Phylogenetic Trees Made Easy: A How-to Manual for Molecular Biologists

  • Barry G. Hall
Sinauer: 2001. 192 pp. $24.95, £18.99 (pbk)

A little more than 10 years ago, when I was entering the field of phylogenetics myself, the construction of evolutionary trees was often a daunting task. In those, still early, days of personal computers, few programs for making trees were available, and it took about two or three days of fiddling with rulers, Chinese ink and typewriters to produce a publishable tree of less than 100 sequences. A lot has changed since then — currently, about 200 different software tools are available to construct and draw trees. Nevertheless, we had to wait a long time for a book like this. Whereas many other books or book chapters have focused on the theoretical aspects of certain methodologies or techniques, Barry Hall's is the first one, to my knowledge, that actually describes, step by step, how to build a tree.

Undoubtedly, there was a need for such a 'tutorial' book for non-expert users. Tree construction is a complicated business, and for those inexperienced in this matter the inference of phylogenies can be very frustrating, and the choice of programs and different options bewildering. Tree construction was, for a long time, mainly the business of biologists who studied the evolutionary relationship between organisms. In the era of comparative genomics, evolutionary analysis is becoming important in many new fields of research. Phylogenies are used to deduce the relationships — originated by both speciation and duplication — between genes in large gene families across different species. Phylogenomics refers to the discipline that tries to improve functional predictions for uncharacterized genes by overlaying known functions of genes onto an evolutionary tree containing all homologues. Functions of uncharacterized genes are then predicted by their phylogenetic position relative to characterized genes. More and more, phylogenetic principles are used to interpret, and date, gene and genome duplications.

Basically, there are three main methodologies for inferring phylogenetic trees: maximum parsimony, pairwise distance methods and maximum likelihood. Maximum parsimony reconstructs the ancestral character states (nucleotides or amino acids) at the branching points of the tree, and 'chooses' the topology requiring the fewest number of changes to explain the sequences at the tips of the tree. Distance methods compute, for all pairs of sequences, their genetic distance — the fraction of sites that differ between two sequences, corrected for multiple substitutions. A tree is then inferred by considering the relationships among these distance values. Maximum-likelihood methods are statistical methods that try to find the tree topology that maximizes the probability of observing the data, again being the sequences at the tips of the tree. As with distance methods, likelihood methods are based on an explicit model of evolution; now, however, this model is used to compute the probability, or likelihood, of having an ancestral character state at a branching point in a given phylogeny.

Recently, as a fourth approach, bayesian inference has been applied to phylogenetic tree construction; this differs from maximum likelihood in that it depends on the 'posterior probability'. Posterior probabilities of trees are based on the joint probabilities of the tree, branch lengths and the model of substitution, and are approximated by sampling from the entire posterior-probability distribution (the so-called 'tree space', or collection of all possible tree topologies). Bayesian phylogenetic inference is indeed rapidly gaining popularity — partly because of the possibility of including prior information, such as the single origin of a group of sequences — and is obviously Hall's preferred method.

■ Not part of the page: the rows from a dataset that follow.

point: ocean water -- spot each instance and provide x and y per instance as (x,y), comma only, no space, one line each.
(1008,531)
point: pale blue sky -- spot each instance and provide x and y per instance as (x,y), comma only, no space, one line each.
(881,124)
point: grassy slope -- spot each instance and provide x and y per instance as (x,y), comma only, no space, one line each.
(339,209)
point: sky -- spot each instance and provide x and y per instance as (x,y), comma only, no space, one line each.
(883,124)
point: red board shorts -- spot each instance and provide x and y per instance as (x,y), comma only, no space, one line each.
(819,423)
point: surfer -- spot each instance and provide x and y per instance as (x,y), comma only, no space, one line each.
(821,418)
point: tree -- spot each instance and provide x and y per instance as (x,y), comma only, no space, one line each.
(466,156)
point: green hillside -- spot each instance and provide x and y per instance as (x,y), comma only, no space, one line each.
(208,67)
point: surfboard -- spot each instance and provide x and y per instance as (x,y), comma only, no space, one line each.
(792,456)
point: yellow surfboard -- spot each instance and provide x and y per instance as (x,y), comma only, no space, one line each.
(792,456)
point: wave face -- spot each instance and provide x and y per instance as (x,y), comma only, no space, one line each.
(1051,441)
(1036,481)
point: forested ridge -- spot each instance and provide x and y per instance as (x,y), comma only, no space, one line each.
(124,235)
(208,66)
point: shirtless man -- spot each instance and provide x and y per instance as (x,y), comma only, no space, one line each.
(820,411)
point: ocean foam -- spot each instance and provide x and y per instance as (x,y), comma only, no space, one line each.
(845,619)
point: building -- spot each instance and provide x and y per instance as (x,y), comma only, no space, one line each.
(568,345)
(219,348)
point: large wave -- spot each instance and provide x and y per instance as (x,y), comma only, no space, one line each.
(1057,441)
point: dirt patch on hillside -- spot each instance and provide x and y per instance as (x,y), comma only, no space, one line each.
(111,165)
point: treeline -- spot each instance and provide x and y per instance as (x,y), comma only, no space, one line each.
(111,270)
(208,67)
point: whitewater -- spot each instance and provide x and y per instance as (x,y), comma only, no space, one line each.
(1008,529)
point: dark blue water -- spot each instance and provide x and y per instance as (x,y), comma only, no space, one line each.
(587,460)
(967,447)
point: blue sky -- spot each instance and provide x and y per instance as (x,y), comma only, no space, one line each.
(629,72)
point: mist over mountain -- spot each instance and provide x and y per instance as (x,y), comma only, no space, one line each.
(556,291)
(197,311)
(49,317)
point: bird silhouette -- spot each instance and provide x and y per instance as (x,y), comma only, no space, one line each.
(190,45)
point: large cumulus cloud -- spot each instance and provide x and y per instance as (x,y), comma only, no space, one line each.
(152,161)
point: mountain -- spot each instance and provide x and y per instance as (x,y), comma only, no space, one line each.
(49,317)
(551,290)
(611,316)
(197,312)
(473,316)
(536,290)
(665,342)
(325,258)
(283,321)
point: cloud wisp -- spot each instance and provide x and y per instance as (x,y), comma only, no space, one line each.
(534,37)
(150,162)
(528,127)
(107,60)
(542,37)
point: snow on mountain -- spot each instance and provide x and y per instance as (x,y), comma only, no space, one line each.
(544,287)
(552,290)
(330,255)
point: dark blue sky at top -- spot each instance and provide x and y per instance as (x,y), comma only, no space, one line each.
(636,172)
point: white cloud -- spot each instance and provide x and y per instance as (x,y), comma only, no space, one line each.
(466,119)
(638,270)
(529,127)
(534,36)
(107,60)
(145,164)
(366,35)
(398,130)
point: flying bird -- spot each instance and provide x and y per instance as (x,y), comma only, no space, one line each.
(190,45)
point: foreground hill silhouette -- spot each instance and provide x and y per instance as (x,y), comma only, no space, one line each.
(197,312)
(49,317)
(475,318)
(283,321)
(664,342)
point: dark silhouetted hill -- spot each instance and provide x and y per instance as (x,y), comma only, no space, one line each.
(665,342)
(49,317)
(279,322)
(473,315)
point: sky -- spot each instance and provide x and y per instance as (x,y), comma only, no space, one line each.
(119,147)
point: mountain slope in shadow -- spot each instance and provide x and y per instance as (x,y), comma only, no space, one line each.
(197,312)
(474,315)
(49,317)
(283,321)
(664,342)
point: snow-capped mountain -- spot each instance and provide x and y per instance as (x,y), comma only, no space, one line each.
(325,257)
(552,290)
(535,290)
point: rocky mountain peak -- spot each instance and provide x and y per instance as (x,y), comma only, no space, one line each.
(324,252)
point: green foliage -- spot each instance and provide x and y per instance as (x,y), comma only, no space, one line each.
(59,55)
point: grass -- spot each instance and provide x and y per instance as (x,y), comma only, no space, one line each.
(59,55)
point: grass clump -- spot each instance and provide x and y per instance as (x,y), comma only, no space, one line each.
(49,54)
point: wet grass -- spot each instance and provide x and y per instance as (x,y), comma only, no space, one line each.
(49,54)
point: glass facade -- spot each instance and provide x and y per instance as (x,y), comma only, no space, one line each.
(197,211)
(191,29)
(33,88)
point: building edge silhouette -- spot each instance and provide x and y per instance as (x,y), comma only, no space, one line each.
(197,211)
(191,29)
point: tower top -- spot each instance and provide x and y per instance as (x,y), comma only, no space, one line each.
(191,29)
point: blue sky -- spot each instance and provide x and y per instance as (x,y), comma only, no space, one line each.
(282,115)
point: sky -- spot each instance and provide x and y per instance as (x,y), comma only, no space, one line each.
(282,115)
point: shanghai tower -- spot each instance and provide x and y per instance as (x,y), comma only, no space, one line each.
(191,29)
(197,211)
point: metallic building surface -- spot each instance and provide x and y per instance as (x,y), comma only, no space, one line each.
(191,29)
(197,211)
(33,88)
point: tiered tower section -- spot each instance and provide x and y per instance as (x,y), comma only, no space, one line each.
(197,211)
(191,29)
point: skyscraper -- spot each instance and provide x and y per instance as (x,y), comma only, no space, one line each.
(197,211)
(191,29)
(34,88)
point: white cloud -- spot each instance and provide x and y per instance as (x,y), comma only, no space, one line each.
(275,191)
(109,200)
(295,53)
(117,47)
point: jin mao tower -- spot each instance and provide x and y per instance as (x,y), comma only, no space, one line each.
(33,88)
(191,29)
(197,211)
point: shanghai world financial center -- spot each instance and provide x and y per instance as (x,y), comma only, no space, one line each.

Hall explains how to build a tree from an alignment of sequences using these four different methodologies. In a stepwise manner, a publishable tree is created by making use of the most popular software packages available, such as PAUP* and TREE-PUZZLE.

The book unmistakably derives its strength from the clear examples (for which the data sets are available on the Internet) using software, and this is probably also its major disadvantage. Whereas PAUP* is available for PCs, and the Windows version runs as a 'GUI' application, most options are, unlike the Macintosh version, command-line driven. For those who buy the book but have a PC, this will probably create some frustration, because the step-by-step procedures shown by displaying the menu options and different selections will be hard to execute in a command-line-driven environment. The book could have benefited from including the corresponding commands for the PC version. On the positive side, Hall discusses in detail aspects that may seem trivial, but often are not, such as the rooting and presentation of trees. Furthermore, a large part of the book is devoted to sequence alignment, and the author rightly emphasizes the importance of reliable alignment in tree building.

For many biologists, nothing is more exciting than seeing in a phylogenetic tree the sequences obtained after weeks or months of hard labour in the lab. This guidebook enables students and researchers anxious to start building trees to complete the job in a few minutes, and this will undoubtedly be highly appreciated. Unlike the pioneers, phylogenetic novices today have direct access to the appropriate computer hardware, software, and now even a tutorial manual that can initiate them into this important field of biology.